第12話

 春の穏やかな日だった。妻の病室を訪れ、

「立ち会えなくてごめん」と私は言った。

「気にしないで。どうせあなたが居ても何もできないんだから」

 妻はそう言ってクスクスと笑った。

 私は病院の売店で買ってきたプリンを袋から取り出し、

「一緒に食べよう」と妻の目の前にある真っ白な机の上に並べた。

「あなた、プリン好きだった?」

「嫌いじゃないよ」

「無理しなくていいのに。私の大好物だから買ってくれたんでしょ?」

「まあね」

「朝ごはんは?」

「買ってきた。会社で食べる」

「そう。じゃあこれ、二つとももらっていい?」

 妻はプリンを両手に一つずつ持ち上げて言った。

「うん」

「今日と明日で食べる」

 そう言うと早速一つ、プリンの蓋を開けて食べ始めた。

「明日は来れるの?」

「ああ、もちろん。ちょっと遅くなると思うけど」

「名前決めないとね。やっぱりこの前言ってた……」

 妻の話は、想像していた通り長く続いた。その場しのぎにと買ったプリンを取り上げられた私は、真剣に話を聞くしかなかった。

「明日の朝から、赤ちゃんね、私の病室で一緒だって」

「へえ、そうなんだ」

「ねえ、見てきた?」

「え?」

「赤ちゃんよ。新生児室、ガラス張りで見えるようになってるのよ」

「そうなの? 知らなかった」

「ちょっともう、なんか、相変わらずね、あなたもうお父さんなのよ」

 妻のその言葉が、頭の中で、いつまでも巡った。

 

 お父さん。

 お父さん。

 

 私は自分に言い聞かせながら、妻の病室から出て、新生児室を探した。

 二階建てのこじんまりとした産婦人科。新生児室は、病棟入り口の手前に設置されていた。ガラス張りの廊下から、新生児室の中を見渡し、妻の名前が書かれた名札を見つけ、その小さな箱の中で眠っている赤ちゃんを黙って眺めた。

 ほんのりと赤い頭部が覗き、体は白い布に包まれ、静かに寝息を立てているように見えた。

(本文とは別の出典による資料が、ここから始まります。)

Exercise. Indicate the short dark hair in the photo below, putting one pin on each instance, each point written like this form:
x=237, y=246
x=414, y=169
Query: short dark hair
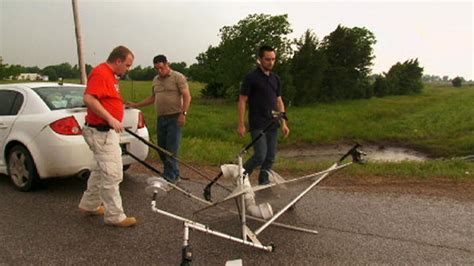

時々、ビクッと体を震わす。同じような赤ちゃんが十人は並んでいた。隣で若い夫婦が寄り添い、自分たちの赤ちゃんなのだろう、小さな声で名前を呼びながら、指さしたりして、楽しそうに笑っていた。まさにお手本のような幸せが、隣に在った。

 私がそこに居るのは場違いのような気になって、逃げるように病院から出た。産婦人科は私と妻の卒業した中学校から近かった。しばらく歩くと、通学する中学生何人かとすれ違った。私は、彼らの未来を案じながら最寄り駅まで歩き通勤電車に乗り込んだ。

 朝陽が眩しく、眠気を残した瞳に鋭く食い込み、目が激しく痛んだ。硬く目をつぶると、娘の赤らんだ顔が思い出され、ふと、名前は、あれが良い、と思った。